De raad van discipline:

verklaart de klacht in beide onderdelen ongegrond.

Aldus beslist door mr. A.G.M. Zander , voorzitter, mrs. A. Groenewoud en A.L.W.G. Houtakkers, leden, bijgestaan door mr. I.J.M. Huysmans-van Opstal, als griffier en uitgesproken in het openbaar op 28 mei 2018.

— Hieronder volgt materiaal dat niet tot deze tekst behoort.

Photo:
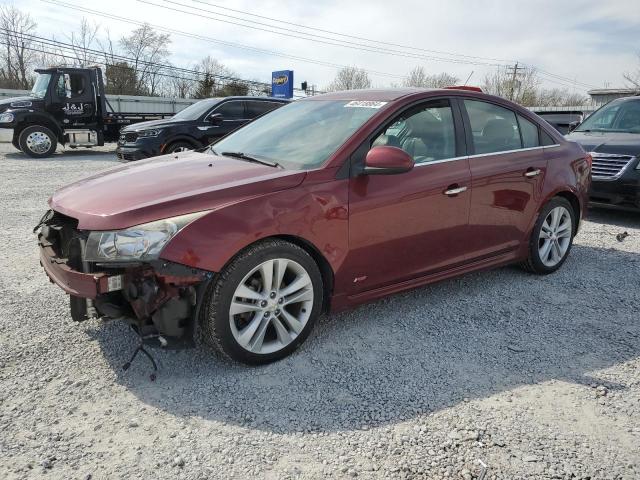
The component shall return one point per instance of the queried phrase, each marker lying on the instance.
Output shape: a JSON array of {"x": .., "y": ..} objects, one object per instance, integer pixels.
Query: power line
[
  {"x": 320, "y": 39},
  {"x": 213, "y": 40},
  {"x": 440, "y": 52},
  {"x": 69, "y": 51}
]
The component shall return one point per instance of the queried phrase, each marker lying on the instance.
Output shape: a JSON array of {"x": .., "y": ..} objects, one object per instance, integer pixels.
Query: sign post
[{"x": 282, "y": 84}]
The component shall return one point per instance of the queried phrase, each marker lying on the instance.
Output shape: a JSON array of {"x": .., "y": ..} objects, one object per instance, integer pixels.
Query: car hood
[
  {"x": 166, "y": 122},
  {"x": 607, "y": 142},
  {"x": 167, "y": 186}
]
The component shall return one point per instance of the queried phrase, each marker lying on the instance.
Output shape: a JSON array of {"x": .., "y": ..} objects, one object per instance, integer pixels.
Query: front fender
[
  {"x": 26, "y": 117},
  {"x": 314, "y": 212}
]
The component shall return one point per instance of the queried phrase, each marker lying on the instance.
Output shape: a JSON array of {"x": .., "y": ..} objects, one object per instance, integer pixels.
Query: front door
[
  {"x": 73, "y": 100},
  {"x": 508, "y": 167},
  {"x": 227, "y": 116},
  {"x": 408, "y": 225}
]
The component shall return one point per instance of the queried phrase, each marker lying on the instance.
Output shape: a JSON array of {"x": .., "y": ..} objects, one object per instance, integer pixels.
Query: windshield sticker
[{"x": 365, "y": 104}]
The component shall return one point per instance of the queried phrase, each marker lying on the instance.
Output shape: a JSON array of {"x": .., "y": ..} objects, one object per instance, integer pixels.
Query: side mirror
[
  {"x": 215, "y": 118},
  {"x": 386, "y": 160}
]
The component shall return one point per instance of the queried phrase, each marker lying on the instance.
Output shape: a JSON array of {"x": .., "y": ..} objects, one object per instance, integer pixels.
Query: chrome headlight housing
[
  {"x": 140, "y": 243},
  {"x": 154, "y": 132},
  {"x": 6, "y": 117}
]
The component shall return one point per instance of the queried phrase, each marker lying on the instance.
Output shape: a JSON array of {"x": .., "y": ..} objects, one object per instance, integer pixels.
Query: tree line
[
  {"x": 134, "y": 64},
  {"x": 138, "y": 64}
]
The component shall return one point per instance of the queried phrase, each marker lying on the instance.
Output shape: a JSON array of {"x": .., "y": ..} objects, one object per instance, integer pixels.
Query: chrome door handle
[{"x": 455, "y": 191}]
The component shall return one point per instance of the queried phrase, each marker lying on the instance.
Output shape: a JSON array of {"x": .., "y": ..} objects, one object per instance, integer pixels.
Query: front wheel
[
  {"x": 178, "y": 147},
  {"x": 552, "y": 237},
  {"x": 264, "y": 304},
  {"x": 37, "y": 141}
]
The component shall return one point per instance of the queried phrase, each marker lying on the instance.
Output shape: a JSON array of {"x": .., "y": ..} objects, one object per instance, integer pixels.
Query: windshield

Griffier                                                                 Voorzitter

mededelingen van de griffier ter informatie:

verzending

Deze beslissing is in afschrift op 29 mei 2018

verzonden aan:

de gemachtigde van klagers

verweerster

de deken van de Orde van Advocaten in het arrondissement Oost-Brabant      

de deken van de Nederlandse Orde van Advocaten

de secretaris van de Nederlandse Orde van Advocaten

het College van Toezicht van de Nederlandse Orde van Advocaten

rechtsmiddel

Van deze beslissing staat hoger beroep bij het Hof van Discipline open voor:

klagers

verweerster

- de deken van de Orde van Advocaten in het arrondissement Oost-Brabant

- de deken van de Nederlandse orde van Advocaten

Het hoger beroep moet binnen een termijn van 30 dagen na verzending van de beslissing worden ingesteld door middel van indiening van een beroepschrift, waarin de gronden van het beroep zijn vermeld en van een motivering zijn voorzien. Het beroepschrift moet in zevenvoud worden ingediend tezamen met zes afschriften van de beslissing waarvan beroep.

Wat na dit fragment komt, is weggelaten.